Three things investors should watch out for at COP28

'I am finding it hard to convey optimism this year but let's judge the conference on its outcomes'

Last year, I wrote a cautionary but ultimately hopeful piece on what investors could expect from COP27, but alas, this year, I am finding it a little bit harder to feel or convey much optimism.

I write this in August 2023 against the backdrop of the headlines every day being (as Al Gore has been saying since 2010) “like taking a nature hike through the Book of Revelation”. Canadian, Greek, and Hawaiian wildfires, four concurrent heat domes from the southern US to East Asia descended on millions, flooding, hurricanes, and droughts – when it comes to the weather and natural disasters, 2023 has already been a year of superlatives.

Then there is the optics of COP28, especially its presidency sitting with the United Arab Emirates, one of the world’s biggest petro-states, and the leader of the talks being Dr Sultan Al Jaber, the CEO of the state-owned Abu Dhabi National Oil Company (Adnoc). Some countries have threatened to boycott the negotiations, but none have done so officially, yet.

But let’s allow hope to prevail and judge the conference as we have done others – by its outcomes.

In the run-up to COP28 in Dubai, there are a few things that global investors should watch out for:

1. Results of the Global Stocktake and ‘ratcheting’ of national pledges

The Paris Agreement’s Global Stocktake process is designed to assess the global response to the climate crisis every five years. It evaluates the world’s progress on cutting greenhouse gas emissions (mitigation), building resilience to climate impacts (adaptation), and securing finance and support to address the climate crisis (climate financing and technology transfer primarily from the global north to the Global South).  

This COP must explain to the general public why, by all objective measures, we are failing to get emissions under control to meet the Paris Agreement. This failing report card requires countries to revisit the nationally determined contributions (NDCs) and ratchet them upwards to meet this ambition gap.

The hope is that this is a moment for course correction and acceleration. This is somewhat of a last-chance saloon as there is no formal mechanism for such a ratcheting process to take place again before 2030.

2. Mobilising climate finance in a recessionary environment

If you have been following COP, or even just its controversies and failures over the years, you probably know of the commitment set in 2009 to mobilise $100bn per year towards the needs of developing countries, which has yet to be met (and expires into 2025).

This system will be replaced by the new collective quantified goal (Ncqg). The goal focuses on both the amount of – and the mobilisation and provision of – financial resources. It is closely linked to the key goal of climate finance in the COP process: making financial flows consistent with a pathway towards low greenhouse gas emissions and climate-resilient development.

One of the things to look out for is any change in global financial architecture, particularly its institutions like the IMF and the World Bank – specifically, if and how the public sector will provide catalytic capital to be able to draw in the private sector for emerging market investments.
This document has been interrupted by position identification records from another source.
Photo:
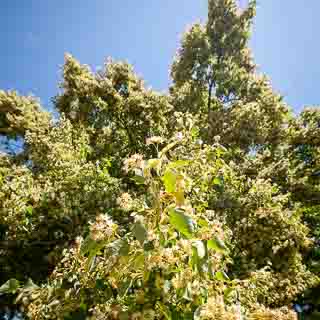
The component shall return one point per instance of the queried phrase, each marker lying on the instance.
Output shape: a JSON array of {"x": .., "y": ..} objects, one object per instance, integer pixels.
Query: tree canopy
[{"x": 199, "y": 203}]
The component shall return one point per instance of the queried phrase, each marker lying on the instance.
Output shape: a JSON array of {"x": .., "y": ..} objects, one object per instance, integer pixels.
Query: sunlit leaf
[
  {"x": 217, "y": 245},
  {"x": 181, "y": 222},
  {"x": 11, "y": 286},
  {"x": 139, "y": 232},
  {"x": 169, "y": 179},
  {"x": 222, "y": 276}
]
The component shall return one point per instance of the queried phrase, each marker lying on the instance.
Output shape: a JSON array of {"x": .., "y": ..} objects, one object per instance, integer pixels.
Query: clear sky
[{"x": 35, "y": 34}]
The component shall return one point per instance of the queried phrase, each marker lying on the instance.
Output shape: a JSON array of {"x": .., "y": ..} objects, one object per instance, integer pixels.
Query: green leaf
[
  {"x": 11, "y": 286},
  {"x": 29, "y": 211},
  {"x": 87, "y": 245},
  {"x": 201, "y": 249},
  {"x": 222, "y": 276},
  {"x": 188, "y": 292},
  {"x": 197, "y": 314},
  {"x": 139, "y": 232},
  {"x": 30, "y": 285},
  {"x": 227, "y": 294},
  {"x": 217, "y": 245},
  {"x": 181, "y": 222},
  {"x": 170, "y": 178},
  {"x": 178, "y": 164},
  {"x": 138, "y": 179},
  {"x": 167, "y": 148},
  {"x": 164, "y": 310}
]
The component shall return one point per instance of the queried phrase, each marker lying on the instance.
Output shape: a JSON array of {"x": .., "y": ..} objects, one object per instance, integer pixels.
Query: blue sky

An example of this is the Just Energy Transition Partnerships (JETPs) which are mobilising financing to support the deployment of renewable energies for countries like South Africa, Indonesia, Vietnam and now Senegal.

A global transformation of our economic systems to a low-carbon economy needs to ensure that the ‘just’ part has substance. We will see if the Ncqgs can provide the right level of concessionality for these fiscally stretched countries and to help draw in private investment with appropriate financial risk mitigation.

3. Will governments get real on natural capital goals?

COP26 in Glasgow recognised, for the first time, the role of nature-based solutions, oceans and the cryosphere as playing a more meaningful part in global emissions reductions – finally putting all these heavily interdependent systems into the climate change box.

COP15 saw the adoption of the Kunming-Montreal Global Biodiversity Framework (GBF) by 196 countries in December 2022, guiding action in global efforts to halt and reverse biodiversity loss by 2030.

COP28 is the first climate COP since the GBF; research shows that at least 70% of the GBF targets are estimated to help governments deliver directly or indirectly on the Paris Agreement. Watch out for the extent to which nature is being embedded into the NDCs and, in a fantasy scenario, a formal mechanism to start to merge the two COP (climate and nature) processes.

Controversies abound, but I urge you to judge this year’s conference by its outcomes. The COP presidency has a lot riding on its shoulders – let us hope they are up to the task.